Je pourrais faire différemment, l’interroger elle plutôt que la littérature, mais ça ne va pas de soi. Je n’ai jamais compris le lien de ma mère à l’Espagne, à la Catalogne. Quelque chose résiste, mais je ne saurais dire quoi. Olga n’a jamais aimé le catalan, par exemple. Elle trouve ses sonorités rugueuses, sèches. Elle préfère le castillan, ce castillan doux et fluide qu’elle a appris en cachette, enfant, durant ses séjours à Terrassa. Ça, elle me l’a raconté plusieurs fois. À partir du milieu des années 50, il a été décidé qu’elle et son frère passeraient l’été en Catalogne. Aussi, dès les premiers jours de juillet, Adeline boucle la valise des nens et monte avec eux dans le train pour Irun, la ville transfrontalière où Ramon, le plus jeune oncle paternel, viendra les chercher. À peine s’est-on embrassés qu’Adeline a déjà disparu en sens inverse, direction Toulouse, tandis que le train où Ramon et les enfants se sont assis rejoint Barcelone. Là, tiet propose toujours de boire une orxata glacée. Sur une photo de l’époque, ma mère, dix ans tout au plus, larges rubans clairs dans les cheveux, et son frère Claude, pantalons courts, frange gominée, s’amusent à jeter des graines de tournesol aux pigeons qui, Place de Catalogne, becquettent le parvis. Puis, ce sera le troisième trajet de la journée dans le train de banlieue où les petits Français, dès leur arrivée sur le quai, sont couverts d’embrassades. De l’avis de tous, ils manquent cruellement de couleurs.
Terrassa est une agglomération moyenne, une sorte de prolongement industriel de Barcelone. L’essor des usines de textile a comme aimanté la population ouvrière. La mer est loin, la campagne aussi. Dans mon souvenir, la ville ressemble surtout à un dédale de rues écrasées sous le soleil. Une chaleur suffocante. Peu d’arbres. Quelques squares. Olga et Claude passeront ainsi une dizaine d’étés, ballotés de chez tiet Ramon à chez tiet Joan, avec escale chez Luis, Honorat ou Pepita. Au milieu des adultes occupés à l’usine, les petits Français apprennent vite à ne pas gêner.

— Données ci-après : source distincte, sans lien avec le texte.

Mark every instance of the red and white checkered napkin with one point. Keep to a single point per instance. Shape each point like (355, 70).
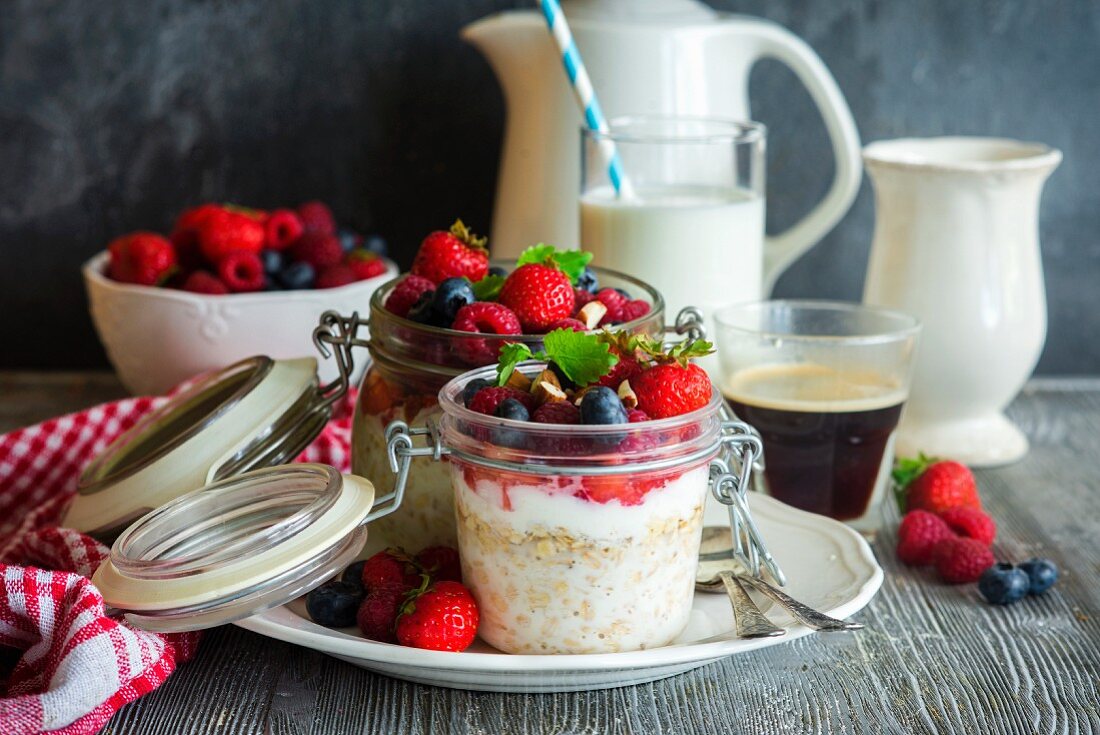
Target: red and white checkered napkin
(78, 666)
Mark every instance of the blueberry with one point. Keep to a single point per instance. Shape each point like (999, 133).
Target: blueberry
(334, 604)
(349, 240)
(602, 405)
(1002, 584)
(297, 275)
(450, 296)
(514, 409)
(1042, 574)
(589, 281)
(354, 573)
(376, 244)
(272, 261)
(472, 387)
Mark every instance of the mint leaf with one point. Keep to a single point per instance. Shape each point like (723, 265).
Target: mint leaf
(583, 358)
(488, 288)
(572, 263)
(512, 354)
(539, 253)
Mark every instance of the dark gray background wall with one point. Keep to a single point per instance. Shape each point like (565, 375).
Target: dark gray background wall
(116, 114)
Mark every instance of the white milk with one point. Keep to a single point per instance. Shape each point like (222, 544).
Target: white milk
(697, 245)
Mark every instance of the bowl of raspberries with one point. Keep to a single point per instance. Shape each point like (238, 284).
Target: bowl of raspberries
(227, 283)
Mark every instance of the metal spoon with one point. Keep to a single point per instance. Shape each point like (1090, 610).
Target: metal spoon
(716, 558)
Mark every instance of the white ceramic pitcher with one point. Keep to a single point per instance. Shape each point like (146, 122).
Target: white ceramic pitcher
(674, 57)
(956, 243)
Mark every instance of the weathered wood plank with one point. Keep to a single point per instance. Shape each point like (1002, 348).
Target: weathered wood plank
(934, 658)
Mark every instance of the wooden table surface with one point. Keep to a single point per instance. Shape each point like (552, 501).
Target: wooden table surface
(933, 659)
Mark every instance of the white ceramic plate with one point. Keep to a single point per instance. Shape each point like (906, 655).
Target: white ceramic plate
(828, 566)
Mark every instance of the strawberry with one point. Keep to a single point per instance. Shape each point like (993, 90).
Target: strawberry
(970, 523)
(223, 231)
(283, 229)
(939, 485)
(450, 254)
(142, 258)
(365, 264)
(441, 563)
(671, 388)
(241, 271)
(406, 293)
(204, 282)
(917, 535)
(961, 560)
(441, 617)
(377, 613)
(317, 217)
(539, 294)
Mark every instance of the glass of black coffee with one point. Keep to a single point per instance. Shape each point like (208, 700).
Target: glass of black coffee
(824, 384)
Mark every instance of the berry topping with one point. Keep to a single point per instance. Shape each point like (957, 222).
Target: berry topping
(204, 282)
(283, 229)
(241, 271)
(1042, 574)
(406, 293)
(334, 276)
(223, 231)
(602, 405)
(539, 295)
(1003, 584)
(970, 523)
(317, 217)
(141, 258)
(961, 560)
(441, 617)
(917, 535)
(450, 254)
(318, 249)
(334, 604)
(557, 412)
(487, 318)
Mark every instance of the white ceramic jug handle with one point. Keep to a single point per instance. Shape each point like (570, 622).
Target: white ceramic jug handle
(783, 249)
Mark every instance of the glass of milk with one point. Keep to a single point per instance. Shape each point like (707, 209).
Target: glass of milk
(693, 221)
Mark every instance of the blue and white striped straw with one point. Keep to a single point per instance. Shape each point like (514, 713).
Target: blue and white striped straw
(585, 95)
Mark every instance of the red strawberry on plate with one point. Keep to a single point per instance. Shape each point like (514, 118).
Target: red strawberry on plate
(539, 295)
(451, 254)
(146, 259)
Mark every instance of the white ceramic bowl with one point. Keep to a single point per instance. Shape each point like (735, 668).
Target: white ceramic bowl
(157, 337)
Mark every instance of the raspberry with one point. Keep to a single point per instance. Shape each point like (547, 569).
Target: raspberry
(377, 613)
(365, 264)
(970, 523)
(318, 249)
(917, 535)
(441, 562)
(283, 229)
(204, 282)
(317, 217)
(223, 231)
(334, 276)
(570, 322)
(406, 293)
(558, 412)
(487, 318)
(486, 399)
(634, 309)
(141, 258)
(960, 560)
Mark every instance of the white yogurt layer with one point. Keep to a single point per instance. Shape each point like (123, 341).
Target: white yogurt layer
(561, 574)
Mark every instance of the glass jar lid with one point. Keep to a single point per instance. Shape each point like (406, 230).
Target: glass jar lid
(237, 547)
(255, 413)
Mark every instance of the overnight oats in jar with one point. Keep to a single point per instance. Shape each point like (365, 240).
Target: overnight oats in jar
(579, 513)
(424, 333)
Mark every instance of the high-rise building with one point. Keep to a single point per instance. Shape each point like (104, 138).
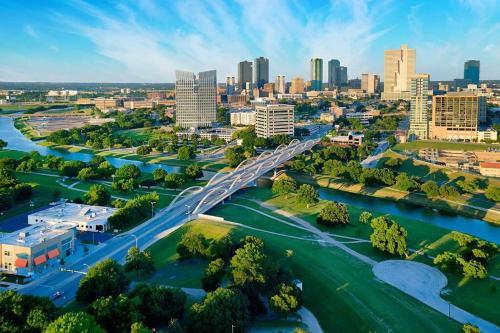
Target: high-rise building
(399, 66)
(274, 119)
(280, 84)
(195, 99)
(333, 73)
(456, 116)
(370, 82)
(244, 74)
(230, 85)
(419, 112)
(316, 74)
(471, 71)
(297, 85)
(343, 75)
(260, 72)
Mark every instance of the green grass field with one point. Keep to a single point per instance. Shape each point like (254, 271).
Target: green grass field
(338, 289)
(416, 145)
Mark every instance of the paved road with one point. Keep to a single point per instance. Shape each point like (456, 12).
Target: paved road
(166, 221)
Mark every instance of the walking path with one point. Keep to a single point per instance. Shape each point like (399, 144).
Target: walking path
(418, 280)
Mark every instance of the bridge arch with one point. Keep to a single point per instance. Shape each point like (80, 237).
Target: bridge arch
(209, 193)
(181, 194)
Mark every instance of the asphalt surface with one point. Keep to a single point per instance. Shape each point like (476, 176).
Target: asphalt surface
(165, 221)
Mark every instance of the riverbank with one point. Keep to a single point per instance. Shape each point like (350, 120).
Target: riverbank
(491, 215)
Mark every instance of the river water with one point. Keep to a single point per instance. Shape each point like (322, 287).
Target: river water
(17, 141)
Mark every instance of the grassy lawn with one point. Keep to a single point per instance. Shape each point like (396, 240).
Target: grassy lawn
(338, 289)
(416, 145)
(427, 238)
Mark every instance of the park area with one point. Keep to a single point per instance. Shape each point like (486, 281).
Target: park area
(339, 289)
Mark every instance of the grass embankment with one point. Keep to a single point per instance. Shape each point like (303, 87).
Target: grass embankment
(421, 144)
(477, 296)
(340, 290)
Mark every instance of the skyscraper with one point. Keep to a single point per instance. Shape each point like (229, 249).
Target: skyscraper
(316, 74)
(343, 75)
(471, 71)
(297, 85)
(260, 72)
(333, 73)
(244, 74)
(230, 85)
(419, 112)
(370, 82)
(399, 66)
(195, 99)
(280, 84)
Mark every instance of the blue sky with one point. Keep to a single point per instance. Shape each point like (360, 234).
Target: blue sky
(146, 40)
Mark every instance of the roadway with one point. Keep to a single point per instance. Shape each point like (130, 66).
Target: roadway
(197, 200)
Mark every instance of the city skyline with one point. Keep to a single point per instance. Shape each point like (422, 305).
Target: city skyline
(146, 41)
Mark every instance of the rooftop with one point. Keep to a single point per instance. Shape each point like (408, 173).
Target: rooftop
(71, 212)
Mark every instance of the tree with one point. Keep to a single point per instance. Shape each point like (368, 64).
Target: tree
(25, 313)
(220, 311)
(388, 236)
(87, 174)
(186, 153)
(234, 156)
(174, 180)
(159, 304)
(213, 275)
(193, 171)
(365, 217)
(139, 261)
(143, 150)
(128, 171)
(106, 278)
(159, 175)
(493, 193)
(286, 299)
(74, 322)
(430, 188)
(334, 213)
(284, 185)
(192, 245)
(406, 183)
(307, 194)
(97, 195)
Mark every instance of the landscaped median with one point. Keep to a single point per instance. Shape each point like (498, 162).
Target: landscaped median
(459, 205)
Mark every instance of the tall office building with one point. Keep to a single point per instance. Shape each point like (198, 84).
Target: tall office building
(260, 72)
(244, 74)
(471, 71)
(333, 73)
(230, 85)
(274, 119)
(316, 74)
(370, 82)
(297, 85)
(419, 112)
(195, 99)
(343, 75)
(399, 66)
(456, 116)
(280, 84)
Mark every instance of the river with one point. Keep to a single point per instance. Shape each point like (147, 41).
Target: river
(17, 141)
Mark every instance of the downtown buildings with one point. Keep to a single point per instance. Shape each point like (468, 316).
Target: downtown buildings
(399, 67)
(196, 99)
(419, 110)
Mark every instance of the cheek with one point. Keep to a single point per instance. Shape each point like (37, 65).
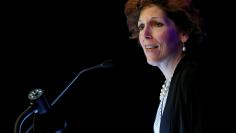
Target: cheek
(168, 37)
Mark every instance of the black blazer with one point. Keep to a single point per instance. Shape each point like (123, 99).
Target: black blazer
(183, 111)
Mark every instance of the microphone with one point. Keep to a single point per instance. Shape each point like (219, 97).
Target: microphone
(39, 103)
(104, 64)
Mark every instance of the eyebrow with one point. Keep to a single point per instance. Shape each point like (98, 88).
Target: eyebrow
(151, 18)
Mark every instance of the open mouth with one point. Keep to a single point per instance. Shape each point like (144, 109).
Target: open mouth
(151, 46)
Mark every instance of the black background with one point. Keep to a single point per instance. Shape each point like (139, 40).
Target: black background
(44, 44)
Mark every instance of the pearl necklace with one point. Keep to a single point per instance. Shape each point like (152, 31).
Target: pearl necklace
(165, 89)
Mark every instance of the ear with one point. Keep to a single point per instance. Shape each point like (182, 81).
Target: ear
(183, 37)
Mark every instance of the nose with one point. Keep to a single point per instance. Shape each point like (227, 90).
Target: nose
(147, 33)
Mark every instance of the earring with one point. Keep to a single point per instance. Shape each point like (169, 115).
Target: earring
(184, 48)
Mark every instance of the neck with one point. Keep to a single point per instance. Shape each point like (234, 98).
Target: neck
(168, 65)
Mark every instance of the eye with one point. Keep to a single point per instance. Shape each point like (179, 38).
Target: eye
(141, 27)
(156, 24)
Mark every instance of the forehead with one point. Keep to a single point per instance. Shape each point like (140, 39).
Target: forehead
(151, 11)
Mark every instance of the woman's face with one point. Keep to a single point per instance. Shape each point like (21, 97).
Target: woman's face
(158, 35)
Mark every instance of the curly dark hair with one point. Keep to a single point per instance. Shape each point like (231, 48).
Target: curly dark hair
(182, 12)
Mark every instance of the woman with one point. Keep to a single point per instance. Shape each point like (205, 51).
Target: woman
(168, 32)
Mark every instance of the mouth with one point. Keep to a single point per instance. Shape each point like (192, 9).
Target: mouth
(151, 46)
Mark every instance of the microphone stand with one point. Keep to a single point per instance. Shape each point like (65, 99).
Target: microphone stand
(39, 103)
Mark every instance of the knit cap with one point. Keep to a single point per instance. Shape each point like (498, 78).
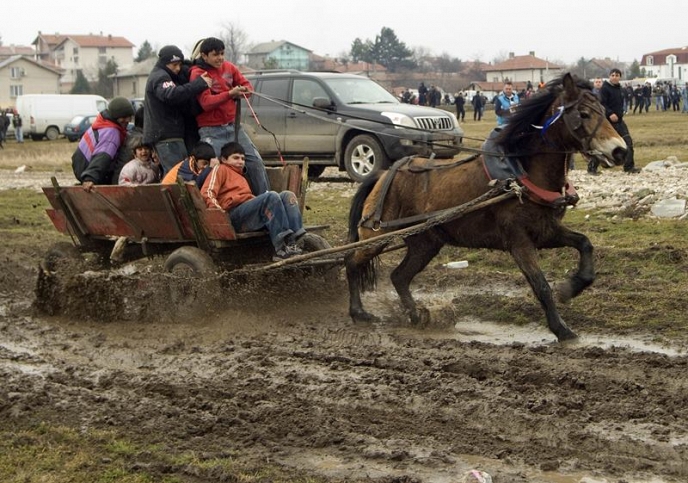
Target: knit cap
(120, 107)
(169, 54)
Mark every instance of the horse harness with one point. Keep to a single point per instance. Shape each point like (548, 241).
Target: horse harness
(497, 166)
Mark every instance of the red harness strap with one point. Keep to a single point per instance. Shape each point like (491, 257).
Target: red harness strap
(546, 197)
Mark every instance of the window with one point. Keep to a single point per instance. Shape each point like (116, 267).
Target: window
(16, 91)
(276, 88)
(306, 90)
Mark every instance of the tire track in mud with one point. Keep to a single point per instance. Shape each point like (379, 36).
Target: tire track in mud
(404, 404)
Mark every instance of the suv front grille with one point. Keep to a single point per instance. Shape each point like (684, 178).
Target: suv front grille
(435, 123)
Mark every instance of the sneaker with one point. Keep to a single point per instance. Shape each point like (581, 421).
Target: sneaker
(286, 252)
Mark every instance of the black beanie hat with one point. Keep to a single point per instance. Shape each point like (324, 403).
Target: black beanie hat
(169, 54)
(120, 107)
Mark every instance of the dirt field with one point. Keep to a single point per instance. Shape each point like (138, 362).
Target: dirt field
(272, 369)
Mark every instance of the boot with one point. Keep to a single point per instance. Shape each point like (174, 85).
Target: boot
(593, 163)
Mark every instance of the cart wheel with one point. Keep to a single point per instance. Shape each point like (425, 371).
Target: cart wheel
(191, 259)
(59, 255)
(310, 242)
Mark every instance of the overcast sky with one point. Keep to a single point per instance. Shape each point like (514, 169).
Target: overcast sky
(555, 30)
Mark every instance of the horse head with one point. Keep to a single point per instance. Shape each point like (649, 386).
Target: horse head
(587, 125)
(565, 116)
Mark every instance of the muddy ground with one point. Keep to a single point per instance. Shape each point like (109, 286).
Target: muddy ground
(271, 369)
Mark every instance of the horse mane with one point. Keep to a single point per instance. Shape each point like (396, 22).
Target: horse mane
(516, 137)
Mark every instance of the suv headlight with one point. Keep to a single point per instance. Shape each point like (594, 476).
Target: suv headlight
(399, 120)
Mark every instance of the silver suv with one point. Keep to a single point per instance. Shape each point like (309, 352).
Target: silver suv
(342, 120)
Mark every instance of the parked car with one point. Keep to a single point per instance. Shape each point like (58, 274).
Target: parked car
(76, 128)
(343, 120)
(45, 114)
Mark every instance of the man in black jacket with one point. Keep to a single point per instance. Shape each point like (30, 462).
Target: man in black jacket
(168, 103)
(611, 98)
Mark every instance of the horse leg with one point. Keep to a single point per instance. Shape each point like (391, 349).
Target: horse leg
(585, 275)
(420, 250)
(525, 256)
(360, 275)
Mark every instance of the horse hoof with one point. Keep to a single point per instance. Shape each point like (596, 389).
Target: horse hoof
(567, 336)
(564, 293)
(364, 318)
(421, 317)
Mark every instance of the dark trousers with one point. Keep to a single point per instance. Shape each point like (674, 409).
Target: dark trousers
(622, 130)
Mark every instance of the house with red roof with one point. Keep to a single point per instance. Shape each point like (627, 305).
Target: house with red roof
(523, 68)
(667, 64)
(85, 53)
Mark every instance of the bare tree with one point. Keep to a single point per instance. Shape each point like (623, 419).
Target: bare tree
(236, 41)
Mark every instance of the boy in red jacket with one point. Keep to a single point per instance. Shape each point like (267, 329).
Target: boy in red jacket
(226, 188)
(216, 122)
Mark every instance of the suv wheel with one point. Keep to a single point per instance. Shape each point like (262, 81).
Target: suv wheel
(363, 157)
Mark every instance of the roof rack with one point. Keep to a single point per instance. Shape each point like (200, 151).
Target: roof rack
(274, 71)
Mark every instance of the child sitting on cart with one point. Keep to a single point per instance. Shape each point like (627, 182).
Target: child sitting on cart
(142, 169)
(196, 167)
(227, 188)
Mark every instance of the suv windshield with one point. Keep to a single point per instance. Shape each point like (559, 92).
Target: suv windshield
(360, 91)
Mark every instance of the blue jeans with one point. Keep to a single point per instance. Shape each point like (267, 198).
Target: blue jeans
(218, 136)
(170, 152)
(278, 212)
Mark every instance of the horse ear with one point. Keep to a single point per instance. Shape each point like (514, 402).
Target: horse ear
(570, 87)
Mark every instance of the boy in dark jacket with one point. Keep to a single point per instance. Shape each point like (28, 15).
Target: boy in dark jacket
(169, 97)
(611, 99)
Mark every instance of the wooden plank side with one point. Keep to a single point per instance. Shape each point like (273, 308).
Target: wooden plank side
(136, 211)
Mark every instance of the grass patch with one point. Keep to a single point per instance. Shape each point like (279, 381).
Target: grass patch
(55, 454)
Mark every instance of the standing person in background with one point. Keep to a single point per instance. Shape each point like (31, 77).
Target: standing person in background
(4, 124)
(477, 103)
(17, 123)
(422, 94)
(612, 101)
(216, 122)
(460, 103)
(639, 101)
(647, 96)
(169, 96)
(505, 104)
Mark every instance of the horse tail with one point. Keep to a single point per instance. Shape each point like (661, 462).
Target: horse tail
(366, 274)
(356, 210)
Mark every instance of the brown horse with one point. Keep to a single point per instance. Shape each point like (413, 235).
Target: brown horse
(539, 139)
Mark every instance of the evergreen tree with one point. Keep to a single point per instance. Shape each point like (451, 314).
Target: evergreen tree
(387, 50)
(145, 52)
(634, 70)
(81, 85)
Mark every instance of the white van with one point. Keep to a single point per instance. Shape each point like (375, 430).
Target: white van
(46, 114)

Quand Claude, rebaptisé Claudi, dispute dans la rue d’interminables parties de foot avec les gamins du quartier, Olga reste dans la compagnie des femmes. On lui donne à faire ce qu’elle connaît déjà, éplucher et couper les légumes, plier le linge pour le ranger, traquer la poussière jusque sous les barreaux de chaises. Par chance, il y a Tereza, la grande cousine, une jeune femme joyeuse, caustique. Celle-ci prend Olga sous son aile. Quand les tiets s’allongent pour la sieste, volets clos, ma mère fuit la torpeur silencieuse de l’après-midi dans le cosidor, la pièce que Tereza a transformée en atelier de couture. Il y a là un essaim d’apprenties, des filles du voisinage venues préparer leur trousseau ou se former au métier de couturière. À toutes, Tereza montre comment piquer l’aiguille, bâtir un patron, tailler un tissu. Alors qu’on s’affaire en bavardant, le catalan d’Olga progresse vite.
— Mais l’espagnol ? Tu l’as appris comment ?
— Dans les livres. Au cinéma.
En dehors du cosidor, Olga s’ennuie. Alors elle lit, des illustrés principalement, en castillan pour la plupart puisque le catalan est interdit. Habla la lengua del imperio. L’autre distraction, c’est le cinéma. Là encore, les films sont projetés en castillan, sans exception, mais cette langue constitue une échappée. Après le noir vient la lumière qui aspire, fait voir le monde autrement. Sur l’écran, le castellà parle amour, aventures. Olga préfère taire ce qu’elle voit, cependant. L’apprentissage dont elle pourrait s’enorgueillir est une transgression. On ne profane pas les morts, dans la famille aussi, il y en a eu. L’espagnol, part honteuse de son trilinguisme, reste longtemps muet.
— Et la guerre civile, les oncles en parlaient ?
— Tiet Ramon m’a montré une photo un jour, une de ces photos noir et blanc dentelées qu’on conserve dans les boîtes à biscuits. Parmi un groupe de jeunes gens en excursion dans la montagne, il a désigné une fille brune au teint mat, qui souriait : « Mira, pequeña, es abans de la guerra. I aquesta és la teva mare ».